The sudoku example supports creating sudokus with other dimensions than the regular 9 x 9 grid (which consists of 9 rows, 9 columns and 9 3-by-3 boxes). This also includes creating sudokus with non-square boxes. For instance, a 4-by-3 box results in a sudoku with 12 rows, 12 columns, 12 4-by-3 boxes of 4 rows and 3 columns each, and 144 grid cells.

A valid sudoku puzzle can be solved with either of the two Swift algorithms, the struct-based algorithm being the default.
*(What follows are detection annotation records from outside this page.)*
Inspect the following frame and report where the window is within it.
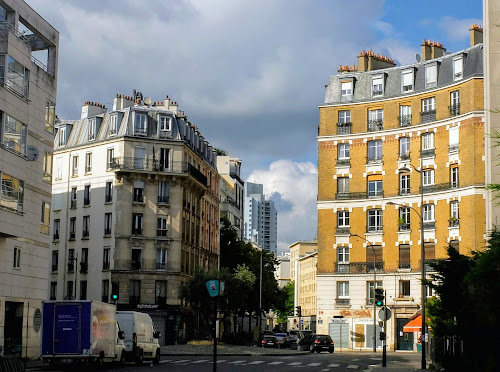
[134,112,148,136]
[85,152,92,173]
[109,114,118,136]
[83,185,90,207]
[399,137,410,160]
[399,173,410,195]
[45,100,56,133]
[338,143,351,160]
[106,147,116,169]
[80,280,87,300]
[398,207,410,231]
[132,213,143,235]
[423,204,435,222]
[104,181,113,203]
[71,186,77,208]
[156,248,167,270]
[422,169,434,186]
[450,166,459,188]
[4,56,30,98]
[368,109,384,131]
[399,280,410,297]
[0,173,24,212]
[337,211,349,227]
[12,247,21,269]
[453,57,464,81]
[399,244,411,269]
[425,64,437,88]
[102,247,111,270]
[71,155,78,177]
[155,280,167,305]
[368,140,382,162]
[82,216,90,239]
[158,115,171,135]
[337,177,349,194]
[50,282,57,301]
[101,279,109,302]
[372,75,384,97]
[104,213,113,235]
[88,118,97,141]
[69,217,76,239]
[52,250,59,271]
[422,132,434,150]
[368,175,383,197]
[134,180,144,203]
[0,113,26,155]
[43,151,52,182]
[399,105,411,127]
[129,280,141,304]
[158,182,170,204]
[450,90,460,115]
[401,70,413,92]
[159,148,170,171]
[340,81,352,101]
[337,282,349,298]
[53,219,61,240]
[156,217,168,236]
[130,248,142,270]
[368,209,382,232]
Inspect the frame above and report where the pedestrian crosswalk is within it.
[160,358,359,371]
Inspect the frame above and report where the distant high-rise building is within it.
[244,182,278,254]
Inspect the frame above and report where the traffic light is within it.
[111,282,120,301]
[375,288,384,306]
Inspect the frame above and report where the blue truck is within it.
[41,301,125,366]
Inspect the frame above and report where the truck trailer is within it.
[41,301,125,366]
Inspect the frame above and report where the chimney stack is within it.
[80,101,107,119]
[358,50,396,72]
[469,24,483,46]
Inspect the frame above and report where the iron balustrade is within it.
[398,115,411,127]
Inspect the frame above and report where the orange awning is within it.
[403,315,422,332]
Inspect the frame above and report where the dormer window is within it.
[89,119,97,141]
[109,115,118,136]
[401,70,413,93]
[453,56,464,81]
[134,113,148,136]
[372,75,384,97]
[340,81,352,101]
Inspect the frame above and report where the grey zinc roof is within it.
[324,44,483,104]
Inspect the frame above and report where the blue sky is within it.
[26,0,482,251]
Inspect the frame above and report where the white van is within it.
[116,311,161,364]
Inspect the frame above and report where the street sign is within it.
[378,307,392,320]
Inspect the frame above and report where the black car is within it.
[309,335,335,353]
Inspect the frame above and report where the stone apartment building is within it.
[0,0,59,358]
[317,25,487,350]
[50,91,220,344]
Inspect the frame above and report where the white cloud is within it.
[248,160,318,253]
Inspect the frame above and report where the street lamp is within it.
[350,234,377,353]
[387,158,427,369]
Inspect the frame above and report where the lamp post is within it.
[350,234,377,353]
[387,158,427,369]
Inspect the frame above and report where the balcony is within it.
[336,261,384,274]
[448,103,460,116]
[398,115,411,127]
[368,119,384,132]
[420,110,436,124]
[337,123,352,134]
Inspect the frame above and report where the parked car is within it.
[274,333,290,348]
[262,335,279,348]
[309,335,335,353]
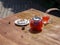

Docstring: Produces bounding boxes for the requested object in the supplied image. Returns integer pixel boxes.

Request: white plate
[14,19,29,25]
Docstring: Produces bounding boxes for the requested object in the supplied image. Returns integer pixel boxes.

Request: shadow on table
[0,0,46,13]
[0,0,60,17]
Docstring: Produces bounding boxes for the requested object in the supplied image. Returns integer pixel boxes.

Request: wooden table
[0,9,60,45]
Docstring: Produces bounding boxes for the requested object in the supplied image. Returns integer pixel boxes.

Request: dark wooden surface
[0,9,60,45]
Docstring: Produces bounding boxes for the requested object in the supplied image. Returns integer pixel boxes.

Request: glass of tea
[42,15,50,24]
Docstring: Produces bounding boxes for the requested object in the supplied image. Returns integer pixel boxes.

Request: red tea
[30,17,43,31]
[42,15,50,24]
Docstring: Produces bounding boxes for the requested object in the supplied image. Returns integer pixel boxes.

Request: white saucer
[14,19,29,25]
The Dancing Links algorithms can also be used to find multiple sudoku solutions by starting from an empty sudoku. The dedicated SudokuGenerator algorithm, which uses a straightforward random placement implementation, is a few times faster than the (first) solution found by DancingLinks. Note that the available DancingLinks search strategies currently do not contain a randomizer option.

N-Queens problem

This example illustrates support for optional constraints.

Test setup

All benchmarks used release builds with whole module compilation, full enforcement of exclusive access to memory and safety checks enabled, executing on a iMac 4.2 GHz Intel Core i7.

Requirements

The code has initially been tested with the Swift 5.1 Snapshot 2019-06-28 toolchain and XCode 11.0 beta 2. Later, tests were performed using XCode 11.5 (Swift 5.2.4), as well as Xcode 11.5 with the Swift 5.3 Development Snapshot 2020-06-13 toolchain.

Note

Using the public DancingLinks interface from within another module may impact performance, given the way the Swift compiler handles generic types and methods across modules.